Transformers rewrote NLP. Then computer vision. Now they're making serious inroads into time series forecasting — and as someone who came up through signal processing, I find this development both exciting and technically interesting.

Here's a practical breakdown of what works, what doesn't, and how to think about the problem.

Why Time Series Is Hard

Time series data violates the assumptions baked into most ML frameworks. Observations are not independent — each point is causally linked to what came before. Patterns exist at multiple scales simultaneously (hourly, daily, seasonal). And the distribution shifts over time in ways that are hard to detect until you're already wrong.

The Transformer Architecture for Sequences

The core insight behind applying transformers to time series is that attention can capture long-range dependencies more efficiently than RNNs. Instead of passing a hidden state through time (which degrades over long sequences), attention directly computes relationships between any two timesteps regardless of how far apart they are.

import torch
import torch.nn as nn

class TimeSeriesTransformer(nn.Module):
    def __init__(self, input_dim, d_model=64, nhead=4, num_layers=2):
        super().__init__()
        self.embedding = nn.Linear(input_dim, d_model)
        encoder_layer = nn.TransformerEncoderLayer(
            d_model=d_model, nhead=nhead, batch_first=True
        )
        self.transformer = nn.TransformerEncoder(encoder_layer, num_layers=num_layers)
        self.output = nn.Linear(d_model, 1)

    def forward(self, x):
        x = self.embedding(x)
        x = self.transformer(x)
        return self.output(x[:, -1, :])  # predict from last timestep

Positional Encoding Matters More Than You Think

Standard sinusoidal positional encodings were designed for discrete token positions in text. For time series with irregular sampling or multi-scale periodicity, you need better options: learnable positional embeddings, or encodings that incorporate the actual timestamp as a continuous feature.

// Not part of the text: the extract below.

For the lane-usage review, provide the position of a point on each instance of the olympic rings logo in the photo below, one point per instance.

Patching: The Trick That Actually Works

Recent work (PatchTST and related models) showed that treating time series segments as patches — analogous to image patches in Vision Transformers — dramatically improves forecasting accuracy. Instead of attending over individual timesteps, the model attends over chunks of the signal. This is computationally cheaper and empirically stronger.

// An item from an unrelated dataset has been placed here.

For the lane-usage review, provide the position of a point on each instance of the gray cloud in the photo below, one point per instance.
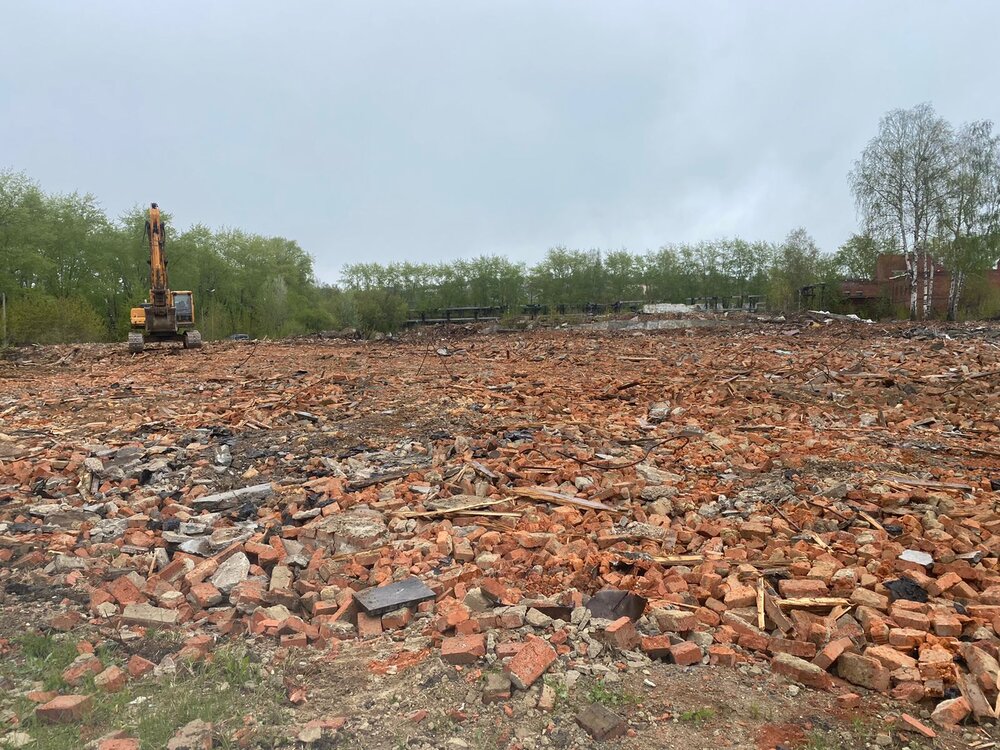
(437, 130)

Treating signal segments as patches is to time series what ViT was to images — a simple idea with outsized impact.

When Not to Use a Transformer

Transformers are powerful but not always the right tool. For short sequences (<100 timesteps), simpler models like N-BEATS or even LightGBM with good feature engineering often match transformer performance with a fraction of the compute. Use transformers when you have long sequences, multiple related time series (multivariate), or when you need to capture complex cross-series dependencies.

Practical Recommendations

The transformer moment for time series is real, but it rewards engineers who understand both the architecture and the signal structure of their data. That combination is rarer than it should be.